The same small and middle-sized banks at the centre of the present storm could be heavily impacted here as well because they account for more than two-thirds of all US commercial real estate lending.

In an interview with the FT published on Monday, Charlie Munger, the longtime associate of finance mogul Warren Buffet, said American banks were “full of” bad loans in commercial property.

In an article last week, the FT said senior executives at US banks were “becoming increasingly worried about falling commercial property valuations and the risks they pose to lenders’ balance sheets.”

In a conference call, Morgan Stanley chief executive James Gorman said, “In my view we are not in a banking crisis, but we have had, and may still have, a crisis among some banks.”

Such a statement is meant to sound reassuring. However, it ignores the dynamic of a crisis which does not start with the failure all at once of all banks.

It develops, as the events of the past two months have shown, with a crisis at several or even a single bank which then threatens to spread via contagion to pose a “systemic risk” requiring a government-organised bailout.

That is, virtually any bank can become “too big to fail” because its collapse threatens to bring others down.

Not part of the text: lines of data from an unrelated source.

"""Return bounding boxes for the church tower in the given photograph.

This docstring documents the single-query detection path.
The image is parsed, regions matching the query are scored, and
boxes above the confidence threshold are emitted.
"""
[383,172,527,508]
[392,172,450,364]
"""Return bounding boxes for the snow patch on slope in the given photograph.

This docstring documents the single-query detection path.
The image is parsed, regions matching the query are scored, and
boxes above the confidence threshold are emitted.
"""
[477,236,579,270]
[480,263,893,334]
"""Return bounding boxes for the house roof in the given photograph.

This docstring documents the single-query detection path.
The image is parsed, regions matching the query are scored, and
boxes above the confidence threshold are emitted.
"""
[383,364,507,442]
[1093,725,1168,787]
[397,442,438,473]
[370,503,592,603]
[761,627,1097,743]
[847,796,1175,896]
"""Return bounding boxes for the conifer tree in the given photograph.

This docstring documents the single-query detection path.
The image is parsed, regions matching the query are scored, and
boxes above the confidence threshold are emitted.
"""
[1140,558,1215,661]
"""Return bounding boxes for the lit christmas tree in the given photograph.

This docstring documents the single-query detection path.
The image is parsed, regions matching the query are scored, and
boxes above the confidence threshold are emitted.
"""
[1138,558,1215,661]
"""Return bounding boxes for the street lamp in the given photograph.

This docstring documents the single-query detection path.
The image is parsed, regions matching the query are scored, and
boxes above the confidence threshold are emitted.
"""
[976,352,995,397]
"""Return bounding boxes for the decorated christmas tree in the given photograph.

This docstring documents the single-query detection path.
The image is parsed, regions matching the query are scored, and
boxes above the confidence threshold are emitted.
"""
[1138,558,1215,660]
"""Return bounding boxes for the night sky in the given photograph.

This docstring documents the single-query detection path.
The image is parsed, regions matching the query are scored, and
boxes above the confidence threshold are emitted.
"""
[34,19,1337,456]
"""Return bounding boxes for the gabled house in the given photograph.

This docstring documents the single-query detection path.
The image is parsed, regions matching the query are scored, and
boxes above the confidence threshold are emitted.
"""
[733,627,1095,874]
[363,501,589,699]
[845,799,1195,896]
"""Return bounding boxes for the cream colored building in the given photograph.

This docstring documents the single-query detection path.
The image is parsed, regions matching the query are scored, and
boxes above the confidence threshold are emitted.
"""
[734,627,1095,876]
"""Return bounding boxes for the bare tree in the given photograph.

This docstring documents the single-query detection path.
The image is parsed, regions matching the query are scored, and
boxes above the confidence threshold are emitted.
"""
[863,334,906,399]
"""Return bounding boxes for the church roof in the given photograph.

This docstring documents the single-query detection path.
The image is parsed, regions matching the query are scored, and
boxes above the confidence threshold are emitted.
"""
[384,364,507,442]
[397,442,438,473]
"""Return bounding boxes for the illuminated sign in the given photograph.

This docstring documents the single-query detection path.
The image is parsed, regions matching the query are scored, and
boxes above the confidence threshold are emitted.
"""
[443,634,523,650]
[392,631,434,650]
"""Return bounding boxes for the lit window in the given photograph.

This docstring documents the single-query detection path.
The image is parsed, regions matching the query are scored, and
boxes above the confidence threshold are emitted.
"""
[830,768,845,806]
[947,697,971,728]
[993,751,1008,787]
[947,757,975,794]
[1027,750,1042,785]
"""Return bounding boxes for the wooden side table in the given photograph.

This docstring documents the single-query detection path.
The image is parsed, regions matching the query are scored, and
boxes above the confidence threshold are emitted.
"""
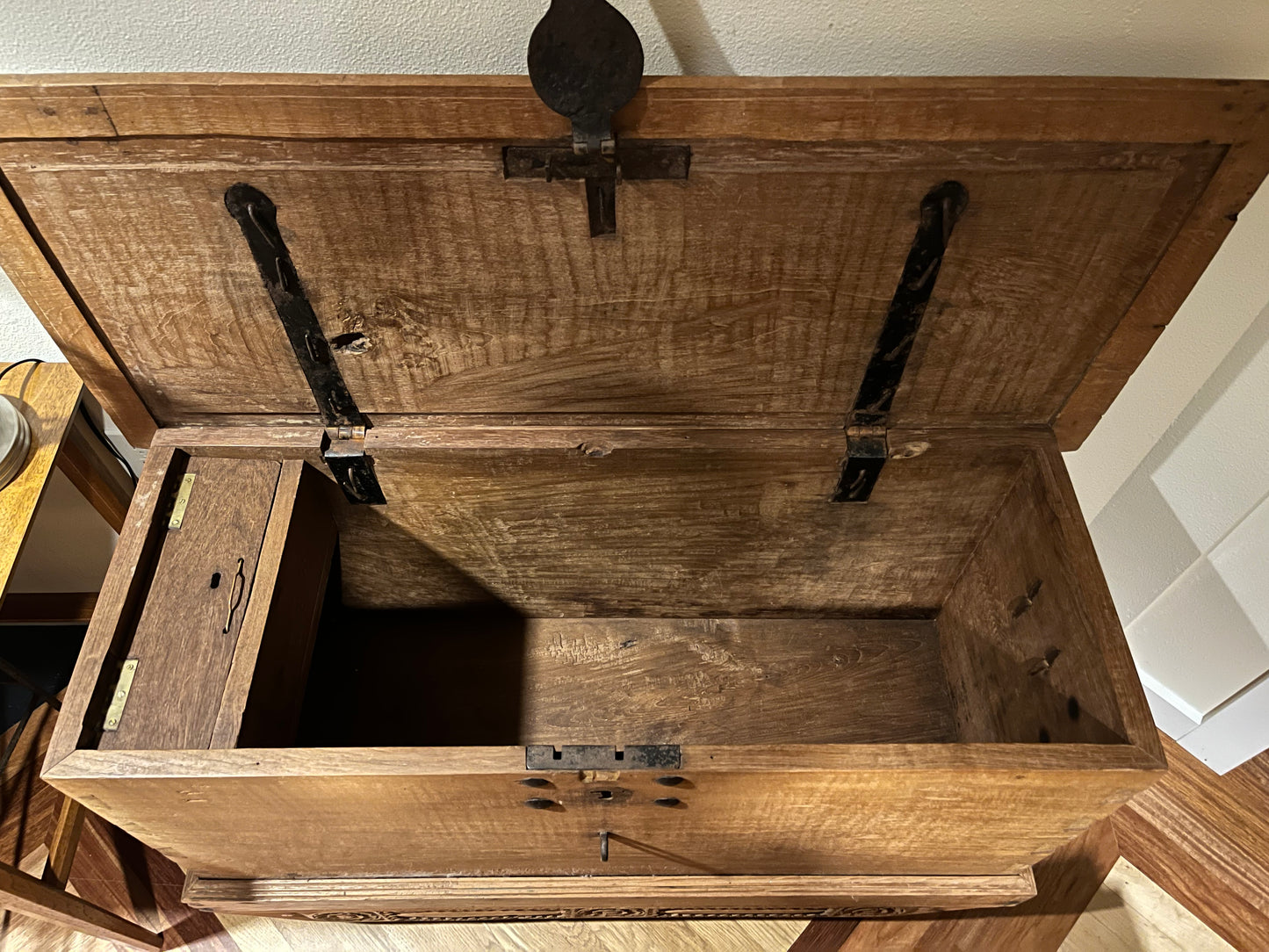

The logic of this process was set out in a statement issued by Jonathan McKernan, a member of the FDIC board reported on Bloomberg.

It was necessary to acknowledge, he said, that bank failures were inevitable in a “dynamic and innovative” financial system—dynamic and innovative being code words for the role of finance capital in devising new and ever more arcane and risky methods for speculation and profit making.

“We should plan for those bank failures,” he continued, “by focusing on strong capital requirements and an effective resolution framework as our best hope for eventually ending our country’s bailout culture that privatises gains while socialising losses.”

That “culture” has been the basis of the financial system for the past century and more—at least since the Federal Reserve was established in 1913.

And the reforms he advocates, never carried out in the past, will not be implemented in the present crisis because the mass of wealth at stake, which the government and the state are committed to protect, has reached truly gigantic proportions, above all because of the Fed’s injections of money into the financial system over the past decade and a half.

He certainly did not intend it, but his remarks on how the financial system actually operates and will continue to operate—hundreds of billions even trillions for the banks and financial speculators as workers battle to make ends meet—makes the case for the ending of the private ownership of the financial system as a key component of a socialist program advanced and fought for by the working class.